石屋之内,昏黄的油灯火苗,被这句轻飘飘的话,惊得猛地一跳。
让你姐姐,准备出嫁。
时间,仿佛在这一刻凝固了。
空气中那股陈旧的草药与尘土味,似乎也变得粘稠而沉重,压得人喘不过气。
“你……你说什么?”
最先打破死寂的,是洛璃。
女孩的脸上,血色在一瞬间褪得干干净净,那双刚刚还因为希望而亮起的眸子,此刻写满了无法理解的惊骇与背叛。她死死盯着凌云溪,声音都在发颤。
她以为自己听错了。
她宁愿自己是听错了。
她冒死出城,九死一生,请回来的这位前辈,这位看穿了部落万年阵法隐秘、一拳能轰杀血翼魔狼的强者,在听完了天神族所有的暴行之后,给出的第一个“计策”,竟然是……让她那本就性命垂危的姐姐,去送死?
“前辈!”独臂的洛勇“霍”地一下从石凳上站起,身下的石凳因为他过猛的动作,在地面上划出刺耳的声响。他仅剩的那只手,死死攥着,手臂上青筋暴起,眼神里刚刚褪去的敌意,此刻混合着愤怒与失望,再次燃起。

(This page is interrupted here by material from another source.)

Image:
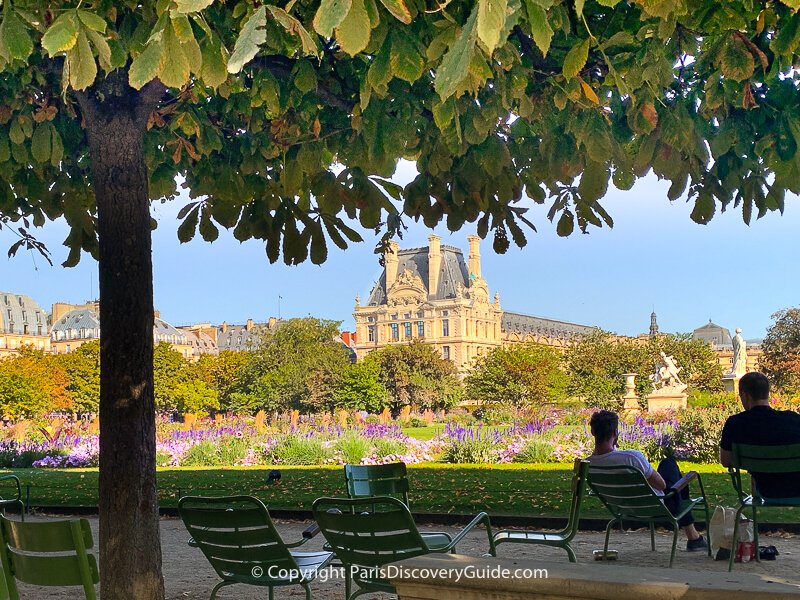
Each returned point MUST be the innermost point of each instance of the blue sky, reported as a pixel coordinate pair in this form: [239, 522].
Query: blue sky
[654, 257]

“我们洛神部落的人,可以站着死,绝不会跪着生!更不会用女人的牺牲,去换取苟延残喘!”
他的声音,在压抑的石屋里回荡,掷地有声。
大长老洛山没有说话,他只是坐在那里,枯槁的身躯不住地颤抖。他那双浑浊的老眼,死死盯着凌云溪,嘴唇翕动着,却一个字也说不出来。巨大的失望,像一只冰冷的手,攥住了他的心脏。
疯子。
他原以为她是个疯子,一个敢于挑战巨山的疯子。
现在看来,她只是个骗子。一个用虚无的希望,将他们最后的尊严都骗走,再亲手将其踩碎的……骗子。
整个石屋的气氛,降到了冰点。
面对这几乎要将人吞噬的愤怒与绝望,凌云溪的表情,没有任何变化。
她甚至没有看站起来的洛勇,只是端起桌上一杯不知放了多久的凉水,轻轻抿了一口。那水带着一股土腥味,她却喝得像是琼浆玉液。
直到所有人的情绪,都绷紧到了极致,她才缓缓放下水杯,杯底与粗糙的石桌碰撞,发出一声清脆的轻响。
“谁说,是去牺牲了?”
她的声音很淡,淡得像窗外吹过的晚风,却清晰地钻进每个人的耳朵里。
石屋里,猛地一静。
洛璃怔住了。
洛勇攥紧的拳头,也微微一松。
洛山浑浊的眼睛里,闪过一丝茫然。
凌云溪的目光,终于从水杯上移开,落在了洛璃那张煞白的小脸上。
“一场盛大的婚礼,是最好的舞台。而一场所有人都以为是喜剧的婚礼,最适合上演一出……悲剧。”
她的话,说得云里雾里,却让屋子里那股凝固的杀气,悄然散去了一些。
洛山毕竟是活了上千年的老人,他最先从那句话里,品出了一丝不同寻常的意味。他艰难地抬起头,声音嘶哑地问:“前辈……您的意思是……”
“洛天霸的儿子,那个叫洛凡的,”凌云溪的视线转向地图上代表天神峰的位置,语气里带着一丝若有若无的嘲弄,“一个被宠坏的废物,生性好色,自大狂妄。这样的人,最好对付。”
“你们洛神部落突然服软,同意嫁女,在他看来,是什么?”
她没有等别人回答,便自顾自地说了下去。
“是你们被他父亲的威势,彻底吓破了胆。是你们的公主,被他‘不凡’的魅力所折服。他会觉得,这是理所当然的。他的虚荣心会得到极大的满足,他的警惕心,会降到最低。”